We introduce two additional assumptions that will allow us to take advantage of good representations and perform an instance-dependent regret analysis. A very natural measure of hardness is the minimal sub-optimality gap, which captures the difficulty in detecting sub-optimal actions.

\begin{assumption}\label{ass:sub_optimality_gap_exists}(Well-defined minimal sub-optimality gap)
The quantity
    \[
        \Delta_{\textnormal{min}} := \min_{s\in\mathcal{S}, a\in\mathcal{A}, h\in[H]: \Delta_{h}(s,a)>0} \Delta_{h}(s,a)
    \]    
    is well-defined.
\end{assumption}

Finally, we assume that the minimal optimal occupancy exists.
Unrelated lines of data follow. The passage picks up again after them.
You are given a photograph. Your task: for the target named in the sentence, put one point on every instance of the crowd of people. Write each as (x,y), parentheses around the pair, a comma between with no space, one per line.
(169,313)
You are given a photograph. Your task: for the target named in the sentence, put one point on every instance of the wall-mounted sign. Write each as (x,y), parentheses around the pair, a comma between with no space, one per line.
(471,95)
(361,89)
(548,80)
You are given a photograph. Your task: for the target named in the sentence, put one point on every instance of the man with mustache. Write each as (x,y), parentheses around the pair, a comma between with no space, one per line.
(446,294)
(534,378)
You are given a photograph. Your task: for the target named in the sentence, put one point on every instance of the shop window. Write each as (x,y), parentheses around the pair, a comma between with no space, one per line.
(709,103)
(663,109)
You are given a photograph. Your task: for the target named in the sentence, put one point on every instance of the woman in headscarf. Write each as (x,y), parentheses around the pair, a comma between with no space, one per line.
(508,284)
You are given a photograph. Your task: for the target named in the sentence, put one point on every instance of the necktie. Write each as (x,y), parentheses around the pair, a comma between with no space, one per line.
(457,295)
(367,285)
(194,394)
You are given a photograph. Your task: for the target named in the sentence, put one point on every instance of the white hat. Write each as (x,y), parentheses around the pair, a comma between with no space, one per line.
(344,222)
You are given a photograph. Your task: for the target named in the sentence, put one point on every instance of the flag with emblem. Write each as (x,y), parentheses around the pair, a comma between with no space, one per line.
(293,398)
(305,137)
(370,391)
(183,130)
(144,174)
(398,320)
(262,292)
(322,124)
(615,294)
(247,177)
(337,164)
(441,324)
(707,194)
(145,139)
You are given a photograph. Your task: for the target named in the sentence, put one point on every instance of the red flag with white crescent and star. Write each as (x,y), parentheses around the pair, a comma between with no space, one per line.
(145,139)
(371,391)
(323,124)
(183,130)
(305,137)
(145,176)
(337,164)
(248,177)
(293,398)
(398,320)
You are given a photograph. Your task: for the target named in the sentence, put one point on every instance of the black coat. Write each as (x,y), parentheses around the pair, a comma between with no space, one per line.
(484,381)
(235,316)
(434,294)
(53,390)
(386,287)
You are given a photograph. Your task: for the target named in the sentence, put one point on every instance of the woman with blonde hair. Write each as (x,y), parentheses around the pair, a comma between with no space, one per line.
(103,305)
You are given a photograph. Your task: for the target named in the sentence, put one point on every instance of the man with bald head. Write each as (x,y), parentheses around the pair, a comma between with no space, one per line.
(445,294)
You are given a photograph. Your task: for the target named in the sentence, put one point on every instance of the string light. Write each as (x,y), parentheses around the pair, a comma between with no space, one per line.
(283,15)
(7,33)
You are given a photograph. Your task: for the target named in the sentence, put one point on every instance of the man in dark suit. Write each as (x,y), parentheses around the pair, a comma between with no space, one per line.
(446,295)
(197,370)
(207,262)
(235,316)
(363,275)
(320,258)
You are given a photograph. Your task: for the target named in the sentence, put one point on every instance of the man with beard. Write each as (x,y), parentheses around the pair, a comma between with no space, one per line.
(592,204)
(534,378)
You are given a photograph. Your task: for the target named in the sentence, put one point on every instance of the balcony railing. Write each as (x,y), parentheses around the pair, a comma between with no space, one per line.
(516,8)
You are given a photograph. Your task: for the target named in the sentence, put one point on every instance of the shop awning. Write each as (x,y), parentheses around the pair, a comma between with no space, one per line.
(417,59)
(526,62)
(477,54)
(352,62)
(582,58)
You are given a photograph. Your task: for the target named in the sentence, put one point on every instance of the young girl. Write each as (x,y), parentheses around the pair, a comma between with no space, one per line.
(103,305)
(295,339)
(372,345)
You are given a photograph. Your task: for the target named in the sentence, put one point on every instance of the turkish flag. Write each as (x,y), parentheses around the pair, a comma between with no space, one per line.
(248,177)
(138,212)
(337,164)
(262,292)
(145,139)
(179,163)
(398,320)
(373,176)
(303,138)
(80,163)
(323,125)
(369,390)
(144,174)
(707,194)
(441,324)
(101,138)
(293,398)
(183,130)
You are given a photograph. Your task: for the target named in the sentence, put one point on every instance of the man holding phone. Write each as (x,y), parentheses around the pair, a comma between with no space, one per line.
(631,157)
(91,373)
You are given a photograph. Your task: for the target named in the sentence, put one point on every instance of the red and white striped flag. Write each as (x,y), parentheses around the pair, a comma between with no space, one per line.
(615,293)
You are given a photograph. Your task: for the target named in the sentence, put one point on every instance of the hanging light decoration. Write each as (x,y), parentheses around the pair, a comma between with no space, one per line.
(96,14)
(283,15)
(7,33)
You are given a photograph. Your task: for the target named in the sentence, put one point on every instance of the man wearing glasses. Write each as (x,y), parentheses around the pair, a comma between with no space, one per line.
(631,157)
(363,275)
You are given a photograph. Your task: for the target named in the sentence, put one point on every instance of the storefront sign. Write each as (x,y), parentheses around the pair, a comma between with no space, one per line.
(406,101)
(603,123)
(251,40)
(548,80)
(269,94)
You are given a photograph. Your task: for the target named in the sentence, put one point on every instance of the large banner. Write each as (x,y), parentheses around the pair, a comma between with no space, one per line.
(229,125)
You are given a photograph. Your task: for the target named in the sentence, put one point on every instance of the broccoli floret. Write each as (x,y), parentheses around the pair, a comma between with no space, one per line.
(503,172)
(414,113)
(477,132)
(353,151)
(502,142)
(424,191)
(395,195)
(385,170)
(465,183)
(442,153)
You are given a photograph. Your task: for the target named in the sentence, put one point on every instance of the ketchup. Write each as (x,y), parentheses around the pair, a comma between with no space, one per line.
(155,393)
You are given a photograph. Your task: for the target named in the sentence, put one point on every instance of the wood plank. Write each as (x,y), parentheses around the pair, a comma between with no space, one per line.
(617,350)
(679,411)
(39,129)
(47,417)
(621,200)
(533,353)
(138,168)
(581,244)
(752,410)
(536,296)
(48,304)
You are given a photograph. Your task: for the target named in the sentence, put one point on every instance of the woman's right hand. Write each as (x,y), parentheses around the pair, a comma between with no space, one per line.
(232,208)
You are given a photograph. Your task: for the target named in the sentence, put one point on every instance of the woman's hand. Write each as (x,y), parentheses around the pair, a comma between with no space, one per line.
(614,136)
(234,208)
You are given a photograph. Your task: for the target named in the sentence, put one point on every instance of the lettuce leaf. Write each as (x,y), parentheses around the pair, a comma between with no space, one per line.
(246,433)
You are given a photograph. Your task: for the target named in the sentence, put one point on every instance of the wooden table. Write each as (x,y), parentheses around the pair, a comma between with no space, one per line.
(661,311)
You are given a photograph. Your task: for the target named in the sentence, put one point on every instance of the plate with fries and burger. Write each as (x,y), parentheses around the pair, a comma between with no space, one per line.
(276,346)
Intuitively, we ensure that when playing an optimal decision policy, we will eventually visit all states reachable by this policy. 

\begin{assumption}\label{ass:min_optimal_occupancy_exists}(Well-defined minimal optimal occupancy)
The quantity
    \[d_{\textnormal{min}}^{\star} = \min_{s\in\mathcal{S},a\in\mathcal{A},h\in[H],\pi^{\star}\in\Pi^{\star}: d_{\mathcal{P}^{\star},h}^{\pi^{\star}}(s,a) > 0 }d_{\mathcal{P}^{\star},h}^{\pi^{\star}}(s,a)\]
    is well-defined.
\end{assumption}

Note that both assumptions are trivially satisfied whenever $\mathcal{S}$ and $\mathcal{A}$ are finite.